More from Professor “Lucan Way”:http://www.chass.utoronto.ca/polsci/faculty_staff/ourfaculty/way_lucan.html:

bq. The nature of the transition in Kyrgyzstan, in which the Bakiev regime rapidly collapsed in the face of just a few thousand protestors (armed mostly with rocks), does not augur well for the future of Kyrgyz democracy. In our book, _Competitive Authoritarianism: Hybrid Regimes after the Cold War_ (to be published by Cambridge in August), Steven Levitsky and I argue that democracy is less likely to emerge in cases of “rotten door transitions” where opposition seizes power from a weak autocratic regime with a weak ruling party and/or state.

bq. Africa, the former Soviet Union, and the Americas have recently witnessed several examples of “rotten door” transitions, in which protesters essentially knocked down doors that had already rotted from within. In such cases, even a small opposition push was sufficient to trigger regime collapse. In Georgia (2003), Haiti (2004), and Madagascar (2002, 2009), as well as Kyrgyzstan in 2005 and 2010, presidents fell because security forces would not or could not put down relatively small protests and were thus left defenseless as opponents overran the state. In Haiti, Aristide was toppled in 2004 by a “rag-tag army of as few as 200 rebels,” and in Georgia, police surrounding parliament dissolved so quickly that Shevardnadze was forced to flee mid-speech—leaving his tea on the speaker’s rostrum for Saakashvili to gulp down after storming the building. In Kyrgyzstan in 2005, a few hundred protestors were able to take over regional governments before Akayev abandoned power in the midst of an antigovernment rally of about ten thousand in the capital.

bq. Rotten door transitions are often easy, in the sense that they require little opposition mobilization. Yet rotten door transitions often do not lead to democracy, for several reasons. First, they often take place in a context of extreme state weakness, in which state agencies cannot enforce the rule of law across the national territory. Although such conditions may aid protesters seeking to storm the capital, they are hardly favorable to stable democratization.

bq. Second, rotten door transitions often result in new power balances that are unfavorable to democracy. Because rotten door transitions do not require a strong opposition push, they often take place in countries with weak civil societies, in which few counterweights to state power exist after the transition. Opposition weakness is often exacerbated by the disintegration of old governing parties. In Georgia, Malawi, Madagascar, Mali, Moldova, Senegal, and Zambia, ex-ruling parties were decimated by defection to successor governments, leaving the opposition fragmented and weak. Weak oppositions do not favor democratization.

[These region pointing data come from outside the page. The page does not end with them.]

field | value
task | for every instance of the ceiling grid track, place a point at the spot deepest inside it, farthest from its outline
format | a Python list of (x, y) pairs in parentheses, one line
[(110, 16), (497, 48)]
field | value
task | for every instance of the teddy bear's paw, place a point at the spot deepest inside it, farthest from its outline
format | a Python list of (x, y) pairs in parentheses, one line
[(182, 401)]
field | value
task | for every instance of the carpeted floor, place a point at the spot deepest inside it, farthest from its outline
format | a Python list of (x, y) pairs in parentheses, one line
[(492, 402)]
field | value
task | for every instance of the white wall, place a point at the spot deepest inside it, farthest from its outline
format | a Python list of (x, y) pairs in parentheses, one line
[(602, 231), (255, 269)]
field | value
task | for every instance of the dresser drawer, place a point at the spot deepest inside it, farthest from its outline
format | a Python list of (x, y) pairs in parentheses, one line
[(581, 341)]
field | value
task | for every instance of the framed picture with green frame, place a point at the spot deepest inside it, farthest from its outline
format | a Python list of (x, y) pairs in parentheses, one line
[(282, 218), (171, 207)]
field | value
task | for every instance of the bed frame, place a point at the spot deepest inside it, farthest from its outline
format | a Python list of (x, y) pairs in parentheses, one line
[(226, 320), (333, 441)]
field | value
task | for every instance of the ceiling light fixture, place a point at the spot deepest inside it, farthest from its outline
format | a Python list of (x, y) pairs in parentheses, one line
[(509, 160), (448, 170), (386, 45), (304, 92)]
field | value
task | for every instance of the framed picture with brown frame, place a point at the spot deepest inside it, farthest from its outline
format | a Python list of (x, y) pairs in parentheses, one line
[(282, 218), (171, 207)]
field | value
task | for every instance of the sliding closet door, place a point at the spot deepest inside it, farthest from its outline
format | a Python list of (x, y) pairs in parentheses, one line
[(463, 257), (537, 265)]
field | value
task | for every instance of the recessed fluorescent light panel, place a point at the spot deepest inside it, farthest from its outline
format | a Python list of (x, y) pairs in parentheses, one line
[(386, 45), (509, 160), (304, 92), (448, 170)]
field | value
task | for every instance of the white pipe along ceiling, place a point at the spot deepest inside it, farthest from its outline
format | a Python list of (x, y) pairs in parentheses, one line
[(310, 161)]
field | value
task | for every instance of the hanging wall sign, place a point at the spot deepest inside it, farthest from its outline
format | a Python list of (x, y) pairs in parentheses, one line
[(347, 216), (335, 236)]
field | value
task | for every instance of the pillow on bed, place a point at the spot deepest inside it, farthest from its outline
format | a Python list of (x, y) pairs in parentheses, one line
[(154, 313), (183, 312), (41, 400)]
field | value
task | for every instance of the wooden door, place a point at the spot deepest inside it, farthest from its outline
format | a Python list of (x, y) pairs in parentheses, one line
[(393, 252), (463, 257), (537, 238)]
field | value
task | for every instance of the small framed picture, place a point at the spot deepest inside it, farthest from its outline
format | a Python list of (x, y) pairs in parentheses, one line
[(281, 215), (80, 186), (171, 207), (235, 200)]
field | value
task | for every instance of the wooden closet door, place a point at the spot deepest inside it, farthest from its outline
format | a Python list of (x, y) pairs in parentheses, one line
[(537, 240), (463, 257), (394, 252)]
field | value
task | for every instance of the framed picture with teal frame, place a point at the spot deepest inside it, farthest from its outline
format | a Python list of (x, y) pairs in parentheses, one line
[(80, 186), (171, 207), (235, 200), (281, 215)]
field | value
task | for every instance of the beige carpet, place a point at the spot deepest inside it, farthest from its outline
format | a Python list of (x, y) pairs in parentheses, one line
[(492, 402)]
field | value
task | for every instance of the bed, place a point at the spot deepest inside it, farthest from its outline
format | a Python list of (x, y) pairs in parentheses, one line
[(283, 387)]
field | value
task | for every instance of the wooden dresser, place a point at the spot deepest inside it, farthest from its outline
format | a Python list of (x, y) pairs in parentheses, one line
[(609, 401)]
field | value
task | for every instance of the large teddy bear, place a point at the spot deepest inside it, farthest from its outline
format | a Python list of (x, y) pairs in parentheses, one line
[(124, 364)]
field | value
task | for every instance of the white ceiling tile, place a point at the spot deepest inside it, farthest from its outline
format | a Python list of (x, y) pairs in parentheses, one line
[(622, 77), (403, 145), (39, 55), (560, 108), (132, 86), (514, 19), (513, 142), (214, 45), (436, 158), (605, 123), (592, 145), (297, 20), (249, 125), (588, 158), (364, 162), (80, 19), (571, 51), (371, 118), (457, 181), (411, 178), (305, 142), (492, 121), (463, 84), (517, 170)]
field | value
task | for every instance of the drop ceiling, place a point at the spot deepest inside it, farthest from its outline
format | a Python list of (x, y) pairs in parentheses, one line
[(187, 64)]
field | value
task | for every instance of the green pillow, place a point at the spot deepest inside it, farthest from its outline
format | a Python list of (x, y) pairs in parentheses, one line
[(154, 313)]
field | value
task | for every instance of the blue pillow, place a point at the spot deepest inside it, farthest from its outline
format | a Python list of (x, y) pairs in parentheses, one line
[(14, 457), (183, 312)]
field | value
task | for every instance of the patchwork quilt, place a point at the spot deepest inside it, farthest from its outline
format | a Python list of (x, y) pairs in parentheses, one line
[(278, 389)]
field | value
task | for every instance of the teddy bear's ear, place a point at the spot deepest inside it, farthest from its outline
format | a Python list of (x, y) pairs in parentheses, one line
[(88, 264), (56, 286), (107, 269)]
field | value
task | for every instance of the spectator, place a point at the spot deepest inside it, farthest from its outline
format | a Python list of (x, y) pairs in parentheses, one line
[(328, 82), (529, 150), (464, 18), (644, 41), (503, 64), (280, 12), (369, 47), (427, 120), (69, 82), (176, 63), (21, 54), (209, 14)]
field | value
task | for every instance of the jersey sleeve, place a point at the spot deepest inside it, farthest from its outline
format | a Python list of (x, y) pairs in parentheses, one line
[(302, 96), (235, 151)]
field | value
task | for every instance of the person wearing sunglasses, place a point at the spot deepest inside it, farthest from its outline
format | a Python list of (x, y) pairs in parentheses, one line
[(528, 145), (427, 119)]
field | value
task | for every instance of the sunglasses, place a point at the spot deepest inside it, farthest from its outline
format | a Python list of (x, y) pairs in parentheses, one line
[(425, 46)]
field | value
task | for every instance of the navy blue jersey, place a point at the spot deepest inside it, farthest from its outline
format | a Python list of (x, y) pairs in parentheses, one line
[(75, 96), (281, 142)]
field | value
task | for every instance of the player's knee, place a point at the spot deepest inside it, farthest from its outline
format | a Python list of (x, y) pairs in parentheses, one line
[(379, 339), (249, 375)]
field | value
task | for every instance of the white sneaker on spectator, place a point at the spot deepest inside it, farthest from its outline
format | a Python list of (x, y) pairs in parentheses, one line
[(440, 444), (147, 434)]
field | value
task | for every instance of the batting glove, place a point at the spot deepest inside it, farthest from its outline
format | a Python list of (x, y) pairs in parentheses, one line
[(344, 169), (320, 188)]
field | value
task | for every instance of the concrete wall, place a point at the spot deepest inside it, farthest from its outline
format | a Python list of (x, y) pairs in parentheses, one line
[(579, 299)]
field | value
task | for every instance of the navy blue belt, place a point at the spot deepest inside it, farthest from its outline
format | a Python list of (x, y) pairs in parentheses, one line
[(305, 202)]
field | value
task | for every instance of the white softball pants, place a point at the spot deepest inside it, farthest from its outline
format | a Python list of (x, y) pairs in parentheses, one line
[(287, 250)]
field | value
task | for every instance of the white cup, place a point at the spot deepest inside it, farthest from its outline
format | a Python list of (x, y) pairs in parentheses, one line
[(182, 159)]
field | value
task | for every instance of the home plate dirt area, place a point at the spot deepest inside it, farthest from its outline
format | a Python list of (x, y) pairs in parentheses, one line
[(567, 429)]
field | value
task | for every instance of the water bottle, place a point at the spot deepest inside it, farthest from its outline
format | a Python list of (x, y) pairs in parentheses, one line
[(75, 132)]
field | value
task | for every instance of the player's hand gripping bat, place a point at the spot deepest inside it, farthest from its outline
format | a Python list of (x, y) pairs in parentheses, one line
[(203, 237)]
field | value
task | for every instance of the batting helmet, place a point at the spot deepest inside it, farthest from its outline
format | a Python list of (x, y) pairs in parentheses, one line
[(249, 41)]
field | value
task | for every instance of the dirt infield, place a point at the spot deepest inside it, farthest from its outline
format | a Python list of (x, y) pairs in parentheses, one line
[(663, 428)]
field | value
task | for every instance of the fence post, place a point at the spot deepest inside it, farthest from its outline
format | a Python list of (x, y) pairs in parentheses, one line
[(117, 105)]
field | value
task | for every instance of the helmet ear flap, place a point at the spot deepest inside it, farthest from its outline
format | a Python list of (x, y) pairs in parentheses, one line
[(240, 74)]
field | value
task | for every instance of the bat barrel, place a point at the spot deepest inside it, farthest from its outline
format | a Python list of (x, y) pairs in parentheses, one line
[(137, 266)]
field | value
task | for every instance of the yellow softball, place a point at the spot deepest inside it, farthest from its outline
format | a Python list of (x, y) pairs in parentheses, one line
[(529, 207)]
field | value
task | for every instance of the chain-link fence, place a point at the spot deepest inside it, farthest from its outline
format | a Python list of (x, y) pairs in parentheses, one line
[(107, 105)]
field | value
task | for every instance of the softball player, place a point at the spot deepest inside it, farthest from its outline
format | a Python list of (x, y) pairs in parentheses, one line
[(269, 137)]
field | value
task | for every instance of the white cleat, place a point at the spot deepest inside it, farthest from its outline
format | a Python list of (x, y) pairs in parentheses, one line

bq. Third, rotten door transitions often bring little elite turnover. Because transitions are often driven by large-scale (and last-minute) defections from the old regime, rather than sustained opposition or pro-democracy movements, many of the most influential transition figures tend to be drawn from the old regime elite. Consequently, post-transition governments are often led by politicians without a clear commitment to democracy—and with considerable experience in authoritarian politics.

bq. Finally, rotten door transitions often bring little institutional change. The rapid and chaotic nature of transitions by collapse often means that few real institutional reforms are undertaken. As a result, much of the institutional architecture of competitive authoritarianism—including weak, corrupt electoral and judicial authorities, state monopolies on the electronic media, politicized bureaucracies and security agencies, and repressive libel and/or internal security laws—is left intact.

bq. In sum, rotten door transitions generally occur in a context of state, party, and civil society weakness. New governments are often filled with elites from the old regime, and they inherit many of the politicized and authoritarian institutions that had characterized the previous regime. Thus, there exist few societal or institutional checks on government abuse.

bq. Something to think about when we consider the future of democracy in Kyrgyzstan.